Prepare several mixing bowls that include wetland scenes.
It might be best to include a vernal pool for one.
A brook for another.
And maybe even a stream.
Locate a butterfly that overwinters as a mature adult, such as this Eastern Comma.
To be sure you’ve chosen this species and not its anglewing cousin, the Question Mark, look for the punctuation mark on its outer hind wing. Drizzle it with sunshine.
Toss in the most minute and earliest blooming flower you can find, probably that of a Beaked Hazelnut with its spray of magenta styles.
Pour in some water from the Pitcher (plant) and in the process, let the sugars that are currently moving into new leaves as evidenced by the red color from pigments called anthocyanins sweeten the recipe and add some energy.

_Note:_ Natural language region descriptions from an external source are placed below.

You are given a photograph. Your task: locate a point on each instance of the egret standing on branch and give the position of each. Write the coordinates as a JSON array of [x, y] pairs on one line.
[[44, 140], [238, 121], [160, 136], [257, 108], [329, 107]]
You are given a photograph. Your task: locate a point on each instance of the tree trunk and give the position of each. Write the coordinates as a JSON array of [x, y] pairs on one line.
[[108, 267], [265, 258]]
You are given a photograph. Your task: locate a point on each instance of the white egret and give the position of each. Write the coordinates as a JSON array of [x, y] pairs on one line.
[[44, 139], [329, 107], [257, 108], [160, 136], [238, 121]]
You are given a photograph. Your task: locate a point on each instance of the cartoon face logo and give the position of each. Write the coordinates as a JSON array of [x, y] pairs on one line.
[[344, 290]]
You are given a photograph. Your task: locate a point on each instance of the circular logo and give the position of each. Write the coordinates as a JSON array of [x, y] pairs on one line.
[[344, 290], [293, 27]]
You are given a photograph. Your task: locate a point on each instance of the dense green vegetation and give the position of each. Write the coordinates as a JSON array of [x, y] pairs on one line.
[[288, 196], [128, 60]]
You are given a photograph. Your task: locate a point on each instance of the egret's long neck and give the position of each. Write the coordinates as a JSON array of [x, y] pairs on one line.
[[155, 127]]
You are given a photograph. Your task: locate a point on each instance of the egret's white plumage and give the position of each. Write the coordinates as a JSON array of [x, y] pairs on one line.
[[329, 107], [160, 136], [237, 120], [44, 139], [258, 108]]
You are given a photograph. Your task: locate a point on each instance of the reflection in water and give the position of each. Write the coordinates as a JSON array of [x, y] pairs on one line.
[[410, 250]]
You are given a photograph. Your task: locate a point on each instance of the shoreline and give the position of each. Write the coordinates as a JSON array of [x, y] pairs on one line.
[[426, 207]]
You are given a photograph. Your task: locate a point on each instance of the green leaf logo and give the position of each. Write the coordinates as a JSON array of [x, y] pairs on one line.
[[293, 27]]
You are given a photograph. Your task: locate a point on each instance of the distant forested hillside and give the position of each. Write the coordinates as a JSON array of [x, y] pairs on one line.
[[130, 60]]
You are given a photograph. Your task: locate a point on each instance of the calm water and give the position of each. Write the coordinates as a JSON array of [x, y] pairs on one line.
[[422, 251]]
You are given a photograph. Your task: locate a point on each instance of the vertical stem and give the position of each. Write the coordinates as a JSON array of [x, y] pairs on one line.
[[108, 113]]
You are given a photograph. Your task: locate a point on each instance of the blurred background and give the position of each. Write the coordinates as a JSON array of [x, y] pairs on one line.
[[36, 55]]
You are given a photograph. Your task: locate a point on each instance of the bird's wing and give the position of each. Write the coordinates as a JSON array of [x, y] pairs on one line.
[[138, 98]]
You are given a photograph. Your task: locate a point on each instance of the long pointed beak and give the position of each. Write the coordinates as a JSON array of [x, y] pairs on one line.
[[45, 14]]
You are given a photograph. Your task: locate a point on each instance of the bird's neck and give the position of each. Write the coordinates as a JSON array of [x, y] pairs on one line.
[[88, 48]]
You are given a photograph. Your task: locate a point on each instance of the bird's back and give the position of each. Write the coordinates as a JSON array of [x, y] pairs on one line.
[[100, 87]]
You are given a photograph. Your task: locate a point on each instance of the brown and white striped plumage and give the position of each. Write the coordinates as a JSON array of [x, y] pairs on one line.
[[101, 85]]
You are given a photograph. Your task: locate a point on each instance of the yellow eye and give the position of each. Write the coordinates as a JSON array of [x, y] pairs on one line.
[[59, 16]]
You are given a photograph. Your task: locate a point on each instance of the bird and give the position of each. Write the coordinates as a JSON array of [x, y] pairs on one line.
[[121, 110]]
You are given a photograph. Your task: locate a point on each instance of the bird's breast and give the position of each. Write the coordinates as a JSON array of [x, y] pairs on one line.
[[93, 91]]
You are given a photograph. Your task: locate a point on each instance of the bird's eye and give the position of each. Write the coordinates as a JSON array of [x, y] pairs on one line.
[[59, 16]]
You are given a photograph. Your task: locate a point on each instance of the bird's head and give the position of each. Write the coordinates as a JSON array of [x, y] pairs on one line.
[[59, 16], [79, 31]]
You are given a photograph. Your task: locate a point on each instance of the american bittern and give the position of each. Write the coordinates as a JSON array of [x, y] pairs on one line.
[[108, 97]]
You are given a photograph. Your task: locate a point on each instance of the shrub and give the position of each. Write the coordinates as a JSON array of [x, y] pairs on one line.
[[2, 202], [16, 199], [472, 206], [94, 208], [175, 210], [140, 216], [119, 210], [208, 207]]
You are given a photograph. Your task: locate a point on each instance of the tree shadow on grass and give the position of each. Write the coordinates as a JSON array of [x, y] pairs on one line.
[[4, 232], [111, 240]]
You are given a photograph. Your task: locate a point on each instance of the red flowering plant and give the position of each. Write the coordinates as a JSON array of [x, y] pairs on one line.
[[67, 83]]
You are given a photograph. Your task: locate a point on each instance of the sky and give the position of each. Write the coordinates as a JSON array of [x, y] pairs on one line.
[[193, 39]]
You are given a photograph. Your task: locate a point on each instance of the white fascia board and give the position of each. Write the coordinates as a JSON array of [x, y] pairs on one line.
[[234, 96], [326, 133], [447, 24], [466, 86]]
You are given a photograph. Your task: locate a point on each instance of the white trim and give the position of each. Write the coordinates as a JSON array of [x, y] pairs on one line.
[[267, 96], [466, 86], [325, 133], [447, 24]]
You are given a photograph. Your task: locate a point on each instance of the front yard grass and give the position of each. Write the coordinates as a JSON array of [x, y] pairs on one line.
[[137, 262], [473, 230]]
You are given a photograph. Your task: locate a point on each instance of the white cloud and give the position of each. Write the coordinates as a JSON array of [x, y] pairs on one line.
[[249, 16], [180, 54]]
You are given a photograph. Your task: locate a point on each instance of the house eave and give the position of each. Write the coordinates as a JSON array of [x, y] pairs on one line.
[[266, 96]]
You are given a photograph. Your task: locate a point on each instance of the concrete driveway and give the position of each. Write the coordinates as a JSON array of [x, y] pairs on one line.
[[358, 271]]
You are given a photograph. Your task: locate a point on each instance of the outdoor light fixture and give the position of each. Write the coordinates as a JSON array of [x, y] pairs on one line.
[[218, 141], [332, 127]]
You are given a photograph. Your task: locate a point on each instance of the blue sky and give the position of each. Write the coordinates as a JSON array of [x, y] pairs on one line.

Taste the mixture and decide if you need to add more sap the Yellow-bellied Sapsucker will gladly supply.
Season the mixture with the conk-la-ree of the male Red-winged Blackbird.
Top with the sky blue reflection of a local river.
Use a Painted Turtle shell to store your concoction.
When you are ready to taste, be like a Garter Snake . . .
and dive in quickly with forked tongue.
Enjoy every bit of the wonderful flavor and embrace the texture and scent for this early spring pie won’t last long.